[a] In the Dialogues of Plato, and others of the academic school, the ablest philosophers occasionally supported a wrong hypothesis, in order to provoke a thorough discussion of some important question.

[] Cicero was killed on the seventh of December, in the consulship of Hirtius and Pansa, A.U.C. 711; before Christ, 43. From that time to the sixth of Vespasian the number of years is exactly 117; though in the Dialogue said to be 120. See s. xvii. note [e].

Section XXV.

[a] See Plutarch's Lives of Lysias, Lycurgus, Demosthenes, and Hyperides. See also the elegant translation of the Orations of Lysias, by Dr. Gillies.

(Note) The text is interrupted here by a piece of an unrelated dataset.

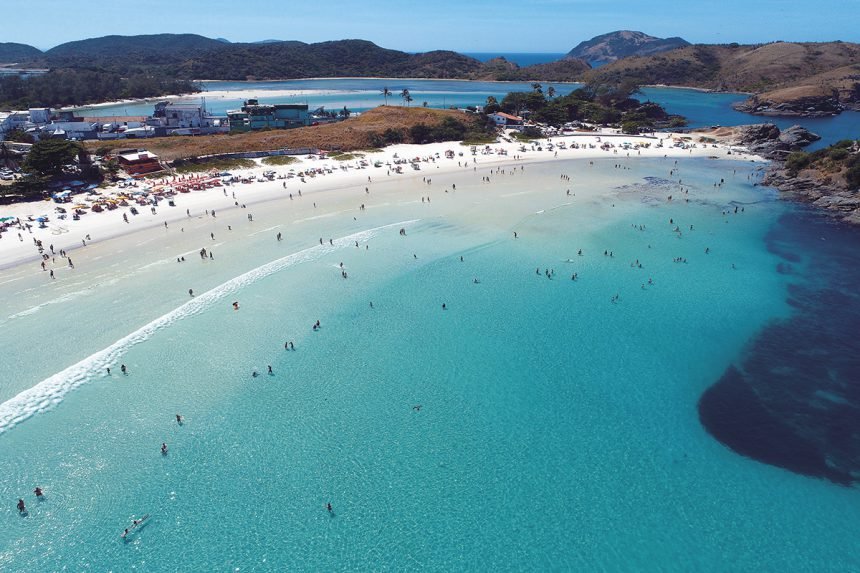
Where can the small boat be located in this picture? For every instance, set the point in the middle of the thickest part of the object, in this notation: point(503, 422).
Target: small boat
point(134, 525)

[] For Quintilian's opinion of Cæsar's eloquence, see s. xvii. note []. To what is there said may be added the authority of Cicero, who fairly owns, that Cæsar's constant habit of speaking his language with purity and correctness, exempted him from all the vices of the corrupt style adopted by others. To that politeness of expression which every well-bred citizen, though he does not aspire to be an orator, ought to practise, when Cæsar adds the splendid ornaments of eloquence, he may then be said to place the finest pictures in the best light. In his manner there is nothing mechanical, nothing of professional craft: his voice is impressive, and his action dignified. To air these qualities he unites a certain majesty of mien and figure, that bespeaks a noble mind. Cæsar autem rationem adhibens, consuetudinem vitiosam et corruptam purâ et incorruptâ consuetudine emendat. Itaque cum ad hanc elegantiam verborum Latinorum, quæ etiam si orator non sis, et sis ingenuus civis Romanus, tamen necessaria est, adjungit illa oratorio, ornamenta dicendi; tum videtur tanquam tabulas bene pictas collocare in bono lumine. Hanc cum habeat præcipuam laudem in communibus, non video cui debeat cedere. Splendidam quamdam, minimeque veteratoriam rationem dicendi tenet, voce, motu: formâ etiam magnificâ, et generosâ quodammodo. De Claris Oratoribus, s. 261.

For Cælius, see s. xvii. note [c]; and for Brutus, the same section, note [d].

[c] Servius Galba has been already mentioned, s. xviii. note [a]. Caius Lælius was consul A.U.C. 614; before the Christian æra, 140. He was the intimate friend of Scipio, and the patron of Lucilius, the first Roman satirist. See Horace, lib. ii. sat. i. ver. 71.